The charter commission has agreed not to include consolidation of the two public school systems in its proposal for metro government. However, there is no prohibition for the new metro government, once established, or other interests to consider a merger of the Memphis City Schools and Shelby County Schools. In fact, metro government will establish the general services tax as the single-source funder to both systems with revenues split on an average daily attendance basis. Assuming metro picks up what Memphis has been contributing separately to MCS and adds in SCS’ share, the property tax rate would need to rise by at least 25%.

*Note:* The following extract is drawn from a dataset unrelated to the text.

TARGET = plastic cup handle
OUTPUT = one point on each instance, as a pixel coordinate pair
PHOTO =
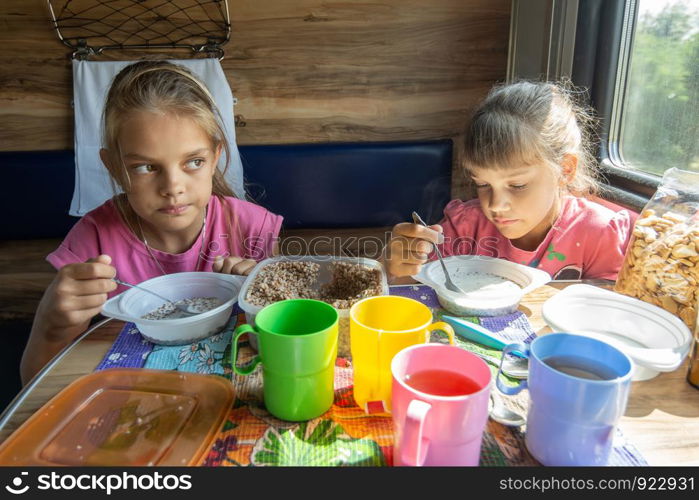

With a few exceptions, there aren’t many duplicated services. Cities and counties aren’t really tasked with the same responsibilities. Except for some urban-style services that Shelby County now provides in unincorporated areas, there are differences. Cities collect garbage, fix streets, police, respond to fire and medical emergencies, operate parks and recreation, provide public housing, handle community development and run libraries. Counties provide the justice system of courts and incarceration, local funding for education, the health department and the constitutional office functions. Any claimed cost reductions due to “duplicated services” are, in fact, minimal in the bigger picture, once the two are overlaid on each other.
Elections of the Mayor and Metro Council are nonpartisan under the new charter. Instant Run-Off Voting will apply when it can be implemented in the future using new software yet to be written, much less purchased. Given the difficulties, year after year, with the voting process in Shelby County, the confusion and the contentious arguments (sometimes well founded) of fraud and deception, its irrational to think that Shelby County voters are prepared for IRV. When it was promoted to the Charter Commission, it was clear that some (maybe many) of the commissioners were struggling to figure out how it works. It’s admirable to try to reduce election expenses by eliminating run-offs but not if the voters aren’t confident that their votes (for first, second, third, etc.) will be correctly counted. The two-party system in Memphis/Shelby County will effectively disappear for local elections.
Although a significant effort was made by the Charter Commission, the results are very disappointing. The opportunity for real change and reform has been missed. For many reasons, their product is one that practically nobody wants – the county and suburban mayors, the county and suburban legislative bodies, local unions, political and social groups, religious leaders and civic organizations all oppose it. What’s wrong with this picture and why did we go down this road? Consolidation is very risky at best, especially in today’s down economy. Once put in motion it can’t be reversed, leaving little room for error. It’s time to re-think the entire issue. Save Shelby County believes consolidation will not pass but serious reform in governance is desperately needed. That’s the reality.
We urge you to vote against consolidation!